Por eso, me asombra el escándalo que causa la celebración en Semana Santa -como es habitual en la República Dominicana desde mucho antes de cuando Cuca bailaba- del gagá, un conjunto de rituales religiosos, acompañados de música y danza, y que se originan en la música rará trasplantada por los inmigrantes haitianos a los cañaverales dominicanos. Se ha demandado la prohibición de esta tradición popular más vieja que el racá.
Aunque esta farisea barahúnda acontece porque la “cuestión haitiana” es tema por excelencia para muchos, debemos recordar que, desde los años 1970, esta expresión cultural y religiosa viene siendo investigada y cultivada por destacados folcloristas, antropólogos, historiadores y artistas (Fradique Lizardo, Dagoberto Tejada, Carlos Andújar, Geo Ripley, Jesús Nova, José Castillo Méndez, Roldán Mármol, etc.), y hay hasta quienes concluyen que definitivamente hay un gagá dominicano.

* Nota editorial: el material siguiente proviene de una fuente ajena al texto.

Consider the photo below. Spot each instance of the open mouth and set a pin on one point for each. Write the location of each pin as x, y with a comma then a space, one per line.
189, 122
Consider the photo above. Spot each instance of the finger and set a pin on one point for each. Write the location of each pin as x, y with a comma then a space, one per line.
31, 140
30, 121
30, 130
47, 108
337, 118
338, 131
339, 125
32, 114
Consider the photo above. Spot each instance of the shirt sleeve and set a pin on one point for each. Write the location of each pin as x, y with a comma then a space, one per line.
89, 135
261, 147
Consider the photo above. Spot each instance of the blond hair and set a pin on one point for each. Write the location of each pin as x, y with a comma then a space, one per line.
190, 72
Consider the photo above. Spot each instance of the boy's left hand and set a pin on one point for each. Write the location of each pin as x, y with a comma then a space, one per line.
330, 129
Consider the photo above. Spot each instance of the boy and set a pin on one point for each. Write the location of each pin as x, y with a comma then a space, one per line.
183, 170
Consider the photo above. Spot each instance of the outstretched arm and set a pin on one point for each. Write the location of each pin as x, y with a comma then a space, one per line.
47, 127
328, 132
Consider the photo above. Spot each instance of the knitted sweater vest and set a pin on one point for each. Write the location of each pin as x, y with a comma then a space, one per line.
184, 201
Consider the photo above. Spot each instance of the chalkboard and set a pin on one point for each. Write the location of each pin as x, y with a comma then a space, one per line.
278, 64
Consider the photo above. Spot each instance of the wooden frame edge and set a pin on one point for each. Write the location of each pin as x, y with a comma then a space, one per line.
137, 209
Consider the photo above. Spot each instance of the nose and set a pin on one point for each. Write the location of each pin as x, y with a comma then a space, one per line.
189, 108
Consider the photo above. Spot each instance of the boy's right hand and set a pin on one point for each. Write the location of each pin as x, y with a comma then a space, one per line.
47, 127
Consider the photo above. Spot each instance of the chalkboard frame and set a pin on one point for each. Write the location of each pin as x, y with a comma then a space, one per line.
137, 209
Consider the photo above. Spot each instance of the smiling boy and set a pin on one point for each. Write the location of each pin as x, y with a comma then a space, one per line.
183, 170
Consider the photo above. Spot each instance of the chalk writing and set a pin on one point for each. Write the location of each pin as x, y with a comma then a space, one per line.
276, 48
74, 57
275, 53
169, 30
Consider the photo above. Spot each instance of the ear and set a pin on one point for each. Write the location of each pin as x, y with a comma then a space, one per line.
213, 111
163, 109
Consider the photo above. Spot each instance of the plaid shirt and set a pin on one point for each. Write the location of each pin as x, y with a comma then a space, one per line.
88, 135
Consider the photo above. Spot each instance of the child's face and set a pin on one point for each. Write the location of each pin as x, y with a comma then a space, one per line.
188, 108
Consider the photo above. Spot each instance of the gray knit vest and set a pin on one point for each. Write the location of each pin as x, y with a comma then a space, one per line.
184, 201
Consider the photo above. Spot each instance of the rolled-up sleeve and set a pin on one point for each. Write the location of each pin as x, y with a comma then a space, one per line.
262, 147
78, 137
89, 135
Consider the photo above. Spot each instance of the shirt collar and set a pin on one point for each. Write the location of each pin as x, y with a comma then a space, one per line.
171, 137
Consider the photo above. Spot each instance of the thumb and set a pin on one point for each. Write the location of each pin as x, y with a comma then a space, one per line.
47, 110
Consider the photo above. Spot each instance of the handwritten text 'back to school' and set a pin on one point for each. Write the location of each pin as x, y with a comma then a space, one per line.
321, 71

Sin embargo, sean haitianas, dominicanas o domínico-haitianas, estas expresiones no pueden ser prohibidas por el Estado al ser tuteladas por la libertad de cultos y, sobre todo, por la libertad cultural, pues la Constitución garantiza “la libertad de expresión y la creación cultural”, promueve “la diversidad cultural” y “las diversas manifestaciones y expresiones […] artísticas y populares de la cultura dominicana” y reconoce “el valor de la identidad cultural, individual y colectiva” (artículo 64).
Lamentablemente desde los 1980 se ha impuesto el nacionalismo racista de Joaquín Balaguer, que, como bien ha explicado Michel Baud, va más allá del nacionalismo histórico de Manuel Arturo Peña Batlle, quien nunca aseveró que República Dominicana fuese una nación de seres “constitucionalmente blancos” (Moscoso Puello), que degeneraría biológica y culturalmente con su contacto con los haitianos.
Paradójico este furor contra el “foráneo, vulgar y rastrero” gagá ya que los encolerizados gustosamente celebran todos los años Thanksgiving, Halloween y Black Friday. Adrede también ignoran que el merengue, la bachata y el tango fueron durante mucho tiempo danzas prohibidas, “dirty dancing” ofensivo de las buenas costumbres.
No deberíamos asumir una perspectiva “esencialista” (Ana Feliz Lafontaine) de la identidad cultural dominicana ni verla como algo fijo, ni tampoco al margen de la comunidad dominicana transnacional, como bien enfatizan los intelectuales de la diáspora (Silvio Torres-Saillant) y de una “interculturalidad” articulada como sistema de derechos tutelados por un Estado garantista (Pablo Mella). La cultura en la Constitución es popular, diversa y no discriminatoria.
En cualquier caso, si hay muchísimos más blancos de nuestro lado de la isla que del otro lado, se produce entonces el “escenario Pedro Delgado Malagón”, donde la música popular surge del choque y no la mezcla entre culturas (New Orleans, Cuba, Brasil), lo que conduciría a la emergencia en nuestros bateyes y barrios, incluyendo Washington Heights, de una Lady Gagá que podría ganar muchos Grammy, antes que Taylor Swift se “apropie culturalmente” del ritmo. Pero… ¿existen aquí esas “dos purezas antagónicas”, blancas y negras, esas “dos etnias reluctantes, contrapuestas como el día y la noche” que nos saquen de ser como otrora “musicalmente estériles, infecundos melódicamente”? Je ne sais pas.